善人か悪人か。被害者か加害者か。一つの欄へ収められないからこそ、事実をすべて残さなければならない。
「ルカ・ヴィアンキが堕天していなかった可能性について、現在の教理顧問へ意見を求めます」ベアトリーチェが言った。
「事件の捜査に必要ですか」機密審査官が確認する。
「必要です」彼女は迷わなかった。「テオの動機を推測するためではありません。三十二年前の事故記録が、どの程度信用できるかを判断するためです」
「父親の身分を、息子の事件から切り離すためにも」
リヴィオが付け加えると、ベアトリーチェは無言で頷いた。
ニコラの筆が、その言葉を記録へ残した。
---
TIPS 01 再審査申立て
一度確定した教理判断や公民資格に関連する処分であっても、新たな証拠や重大な手続き上の欠陥が見つかれば、再審査を申し立てることができる。

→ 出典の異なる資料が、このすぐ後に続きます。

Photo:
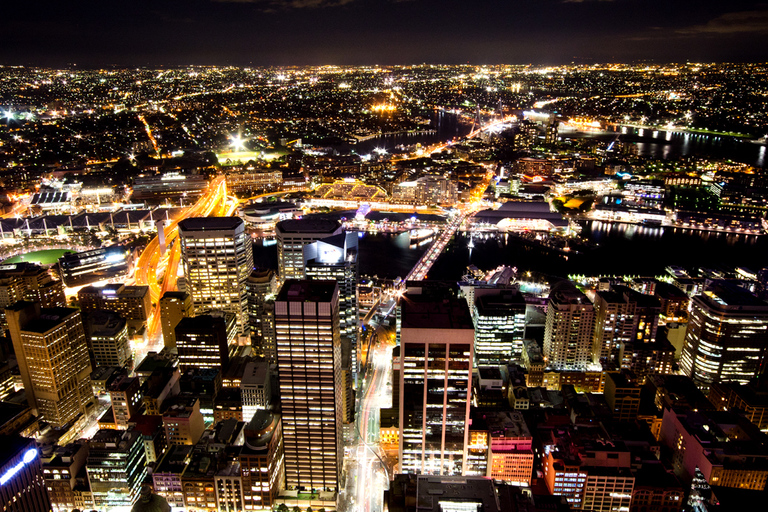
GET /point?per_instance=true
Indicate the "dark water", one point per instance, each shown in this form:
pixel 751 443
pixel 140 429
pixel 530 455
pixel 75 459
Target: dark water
pixel 669 145
pixel 622 250
pixel 447 126
pixel 386 255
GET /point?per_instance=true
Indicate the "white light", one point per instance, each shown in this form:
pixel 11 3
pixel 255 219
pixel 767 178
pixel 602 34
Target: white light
pixel 28 457
pixel 237 142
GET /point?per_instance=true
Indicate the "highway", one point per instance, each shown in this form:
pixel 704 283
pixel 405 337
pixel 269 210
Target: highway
pixel 366 475
pixel 151 264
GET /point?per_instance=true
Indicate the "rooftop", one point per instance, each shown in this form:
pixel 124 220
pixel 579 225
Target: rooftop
pixel 210 223
pixel 295 290
pixel 308 225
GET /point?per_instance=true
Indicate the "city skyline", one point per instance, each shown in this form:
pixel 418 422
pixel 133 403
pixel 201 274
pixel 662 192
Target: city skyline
pixel 386 32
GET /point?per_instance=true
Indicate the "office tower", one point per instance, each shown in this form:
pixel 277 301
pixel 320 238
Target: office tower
pixel 309 372
pixel 107 336
pixel 77 269
pixel 53 360
pixel 217 258
pixel 261 286
pixel 335 259
pixel 182 420
pixel 204 341
pixel 22 486
pixel 131 302
pixel 614 327
pixel 27 281
pixel 569 328
pixel 115 468
pixel 126 398
pixel 622 396
pixel 436 352
pixel 60 470
pixel 292 236
pixel 726 336
pixel 173 307
pixel 261 461
pixel 499 327
pixel 255 389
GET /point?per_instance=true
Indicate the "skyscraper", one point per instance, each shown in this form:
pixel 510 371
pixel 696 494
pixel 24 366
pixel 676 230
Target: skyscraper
pixel 173 307
pixel 436 351
pixel 53 360
pixel 499 327
pixel 569 328
pixel 217 258
pixel 309 372
pixel 726 339
pixel 261 311
pixel 204 341
pixel 292 236
pixel 22 486
pixel 116 467
pixel 335 258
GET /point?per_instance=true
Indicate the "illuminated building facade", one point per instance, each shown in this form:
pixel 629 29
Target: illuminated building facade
pixel 261 312
pixel 335 259
pixel 86 267
pixel 217 258
pixel 568 329
pixel 107 335
pixel 60 470
pixel 499 327
pixel 22 486
pixel 262 461
pixel 726 337
pixel 115 467
pixel 292 236
pixel 309 371
pixel 436 339
pixel 27 281
pixel 173 307
pixel 53 360
pixel 205 341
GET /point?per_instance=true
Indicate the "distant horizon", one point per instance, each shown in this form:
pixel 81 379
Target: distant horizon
pixel 266 33
pixel 637 62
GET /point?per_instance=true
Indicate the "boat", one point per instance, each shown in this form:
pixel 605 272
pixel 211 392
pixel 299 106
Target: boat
pixel 421 236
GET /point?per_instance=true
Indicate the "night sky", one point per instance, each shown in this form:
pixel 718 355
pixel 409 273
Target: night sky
pixel 89 33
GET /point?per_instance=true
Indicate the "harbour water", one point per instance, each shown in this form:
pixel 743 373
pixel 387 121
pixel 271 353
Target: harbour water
pixel 621 249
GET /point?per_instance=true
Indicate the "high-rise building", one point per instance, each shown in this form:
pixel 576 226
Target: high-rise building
pixel 261 286
pixel 335 259
pixel 292 236
pixel 107 335
pixel 116 468
pixel 309 372
pixel 261 461
pixel 436 351
pixel 217 258
pixel 255 389
pixel 61 469
pixel 726 336
pixel 499 327
pixel 27 281
pixel 53 360
pixel 204 341
pixel 173 307
pixel 569 328
pixel 131 302
pixel 614 327
pixel 22 486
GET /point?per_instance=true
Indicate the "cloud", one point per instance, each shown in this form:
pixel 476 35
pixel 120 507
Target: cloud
pixel 732 23
pixel 274 5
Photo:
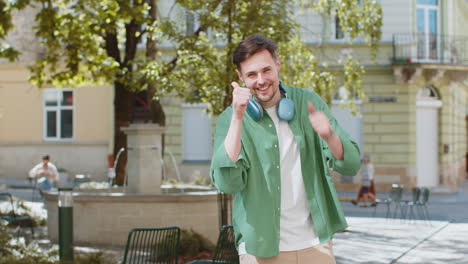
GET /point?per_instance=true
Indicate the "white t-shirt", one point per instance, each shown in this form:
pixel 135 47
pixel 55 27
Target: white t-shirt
pixel 296 227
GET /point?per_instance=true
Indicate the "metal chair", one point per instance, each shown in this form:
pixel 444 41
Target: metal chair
pixel 225 251
pixel 12 217
pixel 409 204
pixel 422 203
pixel 394 197
pixel 152 245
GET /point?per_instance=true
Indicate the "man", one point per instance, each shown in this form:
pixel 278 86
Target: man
pixel 286 209
pixel 46 174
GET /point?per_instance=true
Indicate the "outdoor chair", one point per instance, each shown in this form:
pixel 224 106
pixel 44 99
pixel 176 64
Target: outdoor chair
pixel 225 251
pixel 421 204
pixel 12 217
pixel 409 204
pixel 152 245
pixel 394 197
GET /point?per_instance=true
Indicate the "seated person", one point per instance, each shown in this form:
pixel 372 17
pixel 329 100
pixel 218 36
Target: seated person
pixel 46 174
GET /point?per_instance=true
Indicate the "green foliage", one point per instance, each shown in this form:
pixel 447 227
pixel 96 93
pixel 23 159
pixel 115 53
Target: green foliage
pixel 22 210
pixel 6 9
pixel 95 41
pixel 16 251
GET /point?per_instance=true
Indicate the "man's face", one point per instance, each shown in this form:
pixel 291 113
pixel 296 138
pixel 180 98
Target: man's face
pixel 260 73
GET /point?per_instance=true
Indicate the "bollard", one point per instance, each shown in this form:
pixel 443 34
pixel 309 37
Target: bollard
pixel 65 212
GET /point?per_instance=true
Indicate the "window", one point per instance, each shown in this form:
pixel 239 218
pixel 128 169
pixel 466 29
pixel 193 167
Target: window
pixel 58 114
pixel 190 22
pixel 427 25
pixel 196 134
pixel 339 34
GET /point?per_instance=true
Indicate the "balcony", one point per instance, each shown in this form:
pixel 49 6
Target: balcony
pixel 430 49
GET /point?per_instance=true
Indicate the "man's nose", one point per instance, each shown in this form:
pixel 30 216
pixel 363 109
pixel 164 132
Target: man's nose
pixel 260 79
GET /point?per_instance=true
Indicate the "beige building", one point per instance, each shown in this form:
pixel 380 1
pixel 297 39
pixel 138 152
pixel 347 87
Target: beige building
pixel 412 120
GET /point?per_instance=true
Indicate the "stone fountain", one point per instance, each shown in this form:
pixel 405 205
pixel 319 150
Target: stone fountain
pixel 105 218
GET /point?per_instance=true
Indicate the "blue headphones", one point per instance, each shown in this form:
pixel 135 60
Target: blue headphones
pixel 284 108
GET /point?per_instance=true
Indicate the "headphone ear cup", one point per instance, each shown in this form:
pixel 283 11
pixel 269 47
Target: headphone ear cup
pixel 255 110
pixel 285 109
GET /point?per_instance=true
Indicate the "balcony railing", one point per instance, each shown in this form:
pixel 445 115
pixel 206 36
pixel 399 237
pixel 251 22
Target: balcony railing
pixel 430 48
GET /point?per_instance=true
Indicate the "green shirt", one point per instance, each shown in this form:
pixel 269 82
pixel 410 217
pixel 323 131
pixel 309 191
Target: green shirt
pixel 255 176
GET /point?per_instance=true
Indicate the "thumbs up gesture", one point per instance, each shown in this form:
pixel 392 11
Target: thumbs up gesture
pixel 240 99
pixel 320 123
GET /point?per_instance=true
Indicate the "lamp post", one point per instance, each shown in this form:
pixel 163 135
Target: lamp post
pixel 65 212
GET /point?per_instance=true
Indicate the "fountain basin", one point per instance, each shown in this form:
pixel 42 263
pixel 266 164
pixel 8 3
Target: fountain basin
pixel 105 218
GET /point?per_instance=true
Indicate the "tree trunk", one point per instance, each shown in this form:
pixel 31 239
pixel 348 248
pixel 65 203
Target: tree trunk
pixel 123 108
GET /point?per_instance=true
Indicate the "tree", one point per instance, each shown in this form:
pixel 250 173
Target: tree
pixel 96 41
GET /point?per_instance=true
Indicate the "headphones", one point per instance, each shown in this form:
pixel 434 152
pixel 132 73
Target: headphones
pixel 284 108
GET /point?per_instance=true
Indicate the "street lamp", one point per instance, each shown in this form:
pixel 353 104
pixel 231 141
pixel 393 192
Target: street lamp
pixel 65 212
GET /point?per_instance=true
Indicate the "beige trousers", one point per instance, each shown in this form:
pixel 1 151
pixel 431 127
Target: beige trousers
pixel 320 254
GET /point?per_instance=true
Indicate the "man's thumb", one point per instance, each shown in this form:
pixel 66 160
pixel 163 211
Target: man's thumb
pixel 235 85
pixel 311 107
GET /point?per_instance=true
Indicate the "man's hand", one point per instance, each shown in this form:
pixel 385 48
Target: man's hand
pixel 320 123
pixel 240 99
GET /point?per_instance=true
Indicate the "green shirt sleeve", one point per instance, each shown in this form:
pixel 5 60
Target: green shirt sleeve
pixel 227 176
pixel 351 162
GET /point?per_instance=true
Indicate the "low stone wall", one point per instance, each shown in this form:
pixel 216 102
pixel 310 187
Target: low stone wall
pixel 105 219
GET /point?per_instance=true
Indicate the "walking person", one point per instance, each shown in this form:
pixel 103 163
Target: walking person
pixel 45 173
pixel 276 159
pixel 365 192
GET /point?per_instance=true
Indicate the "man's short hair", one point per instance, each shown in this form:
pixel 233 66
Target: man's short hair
pixel 252 45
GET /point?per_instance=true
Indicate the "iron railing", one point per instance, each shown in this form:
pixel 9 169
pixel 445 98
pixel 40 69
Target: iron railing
pixel 430 48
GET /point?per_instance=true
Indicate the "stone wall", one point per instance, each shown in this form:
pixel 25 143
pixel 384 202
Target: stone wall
pixel 106 219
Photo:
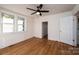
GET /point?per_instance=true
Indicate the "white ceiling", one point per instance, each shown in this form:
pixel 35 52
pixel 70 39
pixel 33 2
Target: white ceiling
pixel 53 8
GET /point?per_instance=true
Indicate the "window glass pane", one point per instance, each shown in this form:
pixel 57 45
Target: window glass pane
pixel 20 21
pixel 7 28
pixel 7 18
pixel 20 28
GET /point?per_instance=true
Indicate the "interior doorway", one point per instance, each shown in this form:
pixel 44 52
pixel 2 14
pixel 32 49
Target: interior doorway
pixel 45 30
pixel 77 28
pixel 78 31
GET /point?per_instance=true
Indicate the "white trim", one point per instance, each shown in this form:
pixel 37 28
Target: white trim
pixel 15 25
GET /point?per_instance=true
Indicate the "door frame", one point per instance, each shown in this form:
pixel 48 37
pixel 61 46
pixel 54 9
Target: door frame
pixel 42 28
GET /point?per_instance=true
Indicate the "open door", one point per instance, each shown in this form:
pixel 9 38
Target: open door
pixel 45 30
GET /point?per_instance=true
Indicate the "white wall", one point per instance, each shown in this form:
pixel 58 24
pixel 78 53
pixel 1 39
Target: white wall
pixel 7 39
pixel 53 26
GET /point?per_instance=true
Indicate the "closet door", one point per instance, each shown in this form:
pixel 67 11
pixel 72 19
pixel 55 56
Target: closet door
pixel 66 30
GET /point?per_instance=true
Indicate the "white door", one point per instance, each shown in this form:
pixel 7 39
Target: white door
pixel 66 30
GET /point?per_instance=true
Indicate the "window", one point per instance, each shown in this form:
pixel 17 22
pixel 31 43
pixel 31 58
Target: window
pixel 20 24
pixel 8 21
pixel 11 23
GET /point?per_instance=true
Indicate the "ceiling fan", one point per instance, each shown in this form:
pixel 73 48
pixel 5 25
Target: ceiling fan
pixel 38 11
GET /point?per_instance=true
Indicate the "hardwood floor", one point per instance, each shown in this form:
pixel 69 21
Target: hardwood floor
pixel 36 46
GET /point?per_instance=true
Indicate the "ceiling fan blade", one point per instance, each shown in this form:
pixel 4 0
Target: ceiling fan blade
pixel 40 14
pixel 34 13
pixel 31 9
pixel 40 6
pixel 44 10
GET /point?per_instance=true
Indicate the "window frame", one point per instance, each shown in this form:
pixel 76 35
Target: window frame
pixel 7 23
pixel 18 18
pixel 15 26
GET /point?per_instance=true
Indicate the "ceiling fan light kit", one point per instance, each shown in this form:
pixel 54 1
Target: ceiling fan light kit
pixel 38 11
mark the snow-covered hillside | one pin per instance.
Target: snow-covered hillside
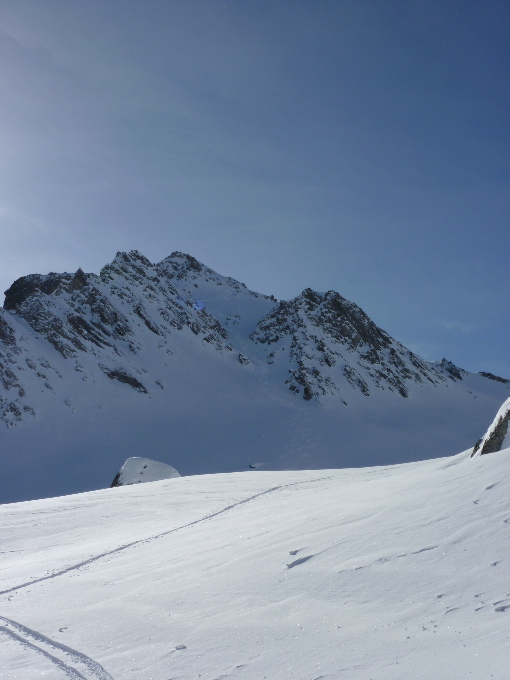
(384, 573)
(174, 362)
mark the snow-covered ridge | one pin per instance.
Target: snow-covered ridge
(176, 359)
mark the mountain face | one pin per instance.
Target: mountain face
(175, 361)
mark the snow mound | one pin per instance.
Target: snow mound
(139, 470)
(497, 436)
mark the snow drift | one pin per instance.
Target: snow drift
(140, 470)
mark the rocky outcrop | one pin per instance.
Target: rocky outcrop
(141, 470)
(497, 436)
(333, 346)
(452, 371)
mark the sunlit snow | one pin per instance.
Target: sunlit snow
(379, 573)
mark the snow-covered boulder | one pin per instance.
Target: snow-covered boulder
(497, 436)
(139, 470)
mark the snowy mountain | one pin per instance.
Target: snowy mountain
(174, 362)
(387, 573)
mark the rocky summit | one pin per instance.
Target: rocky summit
(175, 361)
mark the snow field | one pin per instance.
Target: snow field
(374, 573)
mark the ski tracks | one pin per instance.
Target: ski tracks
(142, 541)
(60, 655)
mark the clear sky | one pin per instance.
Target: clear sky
(355, 145)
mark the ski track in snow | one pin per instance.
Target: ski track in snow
(155, 537)
(93, 669)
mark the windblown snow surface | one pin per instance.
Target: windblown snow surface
(380, 573)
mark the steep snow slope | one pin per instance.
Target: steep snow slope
(175, 362)
(389, 573)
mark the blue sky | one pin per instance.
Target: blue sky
(360, 146)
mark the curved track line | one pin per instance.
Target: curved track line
(152, 538)
(68, 670)
(78, 657)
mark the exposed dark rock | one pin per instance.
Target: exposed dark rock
(79, 280)
(453, 371)
(7, 335)
(326, 330)
(123, 377)
(491, 376)
(493, 442)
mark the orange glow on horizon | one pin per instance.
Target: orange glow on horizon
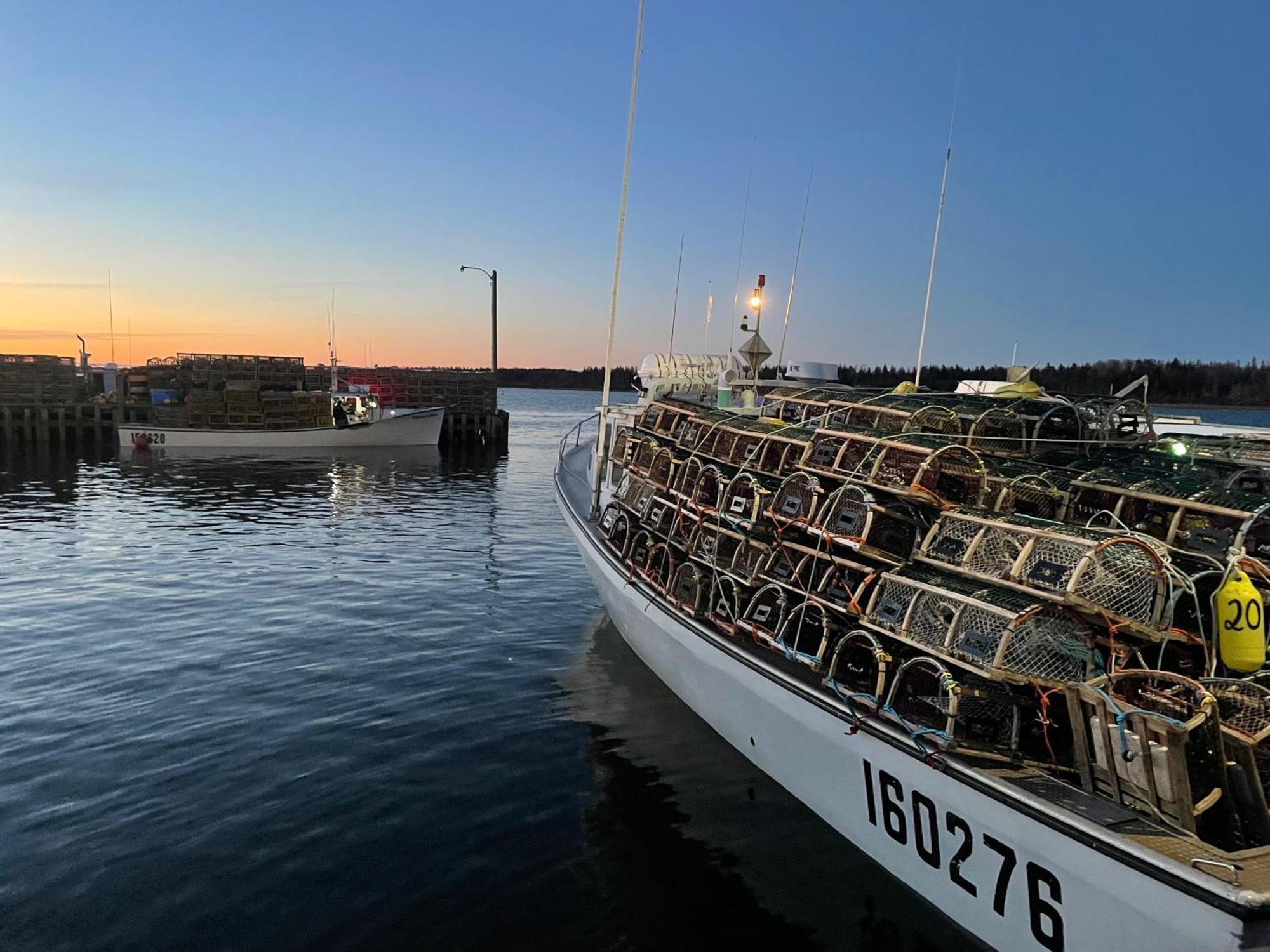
(45, 321)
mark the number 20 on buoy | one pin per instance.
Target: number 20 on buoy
(1241, 624)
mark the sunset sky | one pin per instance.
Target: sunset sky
(229, 164)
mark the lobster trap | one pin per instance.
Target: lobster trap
(727, 552)
(665, 418)
(1112, 576)
(798, 407)
(637, 494)
(1028, 488)
(765, 614)
(796, 501)
(872, 524)
(807, 634)
(1244, 708)
(1179, 511)
(617, 526)
(727, 600)
(858, 668)
(690, 588)
(1153, 742)
(995, 631)
(835, 581)
(744, 501)
(953, 713)
(914, 464)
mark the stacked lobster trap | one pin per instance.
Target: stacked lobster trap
(959, 565)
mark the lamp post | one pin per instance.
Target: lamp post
(493, 318)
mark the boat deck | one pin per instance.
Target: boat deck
(1238, 879)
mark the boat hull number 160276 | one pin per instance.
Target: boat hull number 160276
(946, 841)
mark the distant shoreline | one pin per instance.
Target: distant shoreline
(1212, 407)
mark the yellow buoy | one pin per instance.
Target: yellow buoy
(1241, 624)
(1019, 390)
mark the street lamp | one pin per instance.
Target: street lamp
(493, 317)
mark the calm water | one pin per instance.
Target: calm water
(370, 701)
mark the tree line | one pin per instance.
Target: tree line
(1175, 381)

通常は本人が教理審査機関へ申立てを行い、必要に応じて第一庁へ機密資料の開示を求める。申立てが退けられた場合は、上級機関へ不服を申し立てる手続きも存在する。
ただし、処分の根拠となった資料が本人へ知らされていない場合や、反証となる記録そのものが封印されている場合、制度上の道が存在していても、当事者がその入口へ辿り着けないことがある。
本人が国外追放中、死亡、または所在不明の場合、誰が再審査を求められるかは複雑になる。現在の事件や家族の身分審査へ直接影響している場合には、正義促進官、権利擁護官、関係官署が職権による再検討を求めることもある。
TIPS 02 秘密交通
秘密交通とは、被疑者や拘束中の者が、権利擁護官と立会人なしで相談できる制度である。
面会の日時や相手の氏名など、面会が行われた事実そのものは記録されるが、相談内容を捜査官、正義促進官、拘束施設の職員が聴取または記録することはできない。
これは、本人が国家機関からの質問にどこまで答えるか、どのような主張を行うかを、捜査側へ知られずに検討するために保障されている。
ただし、権利擁護官へ証拠品を渡したり、犯罪の実行を依頼したりする行為まで保護されるわけではない。秘密交通が保障するのは、法的な相談内容の秘密である。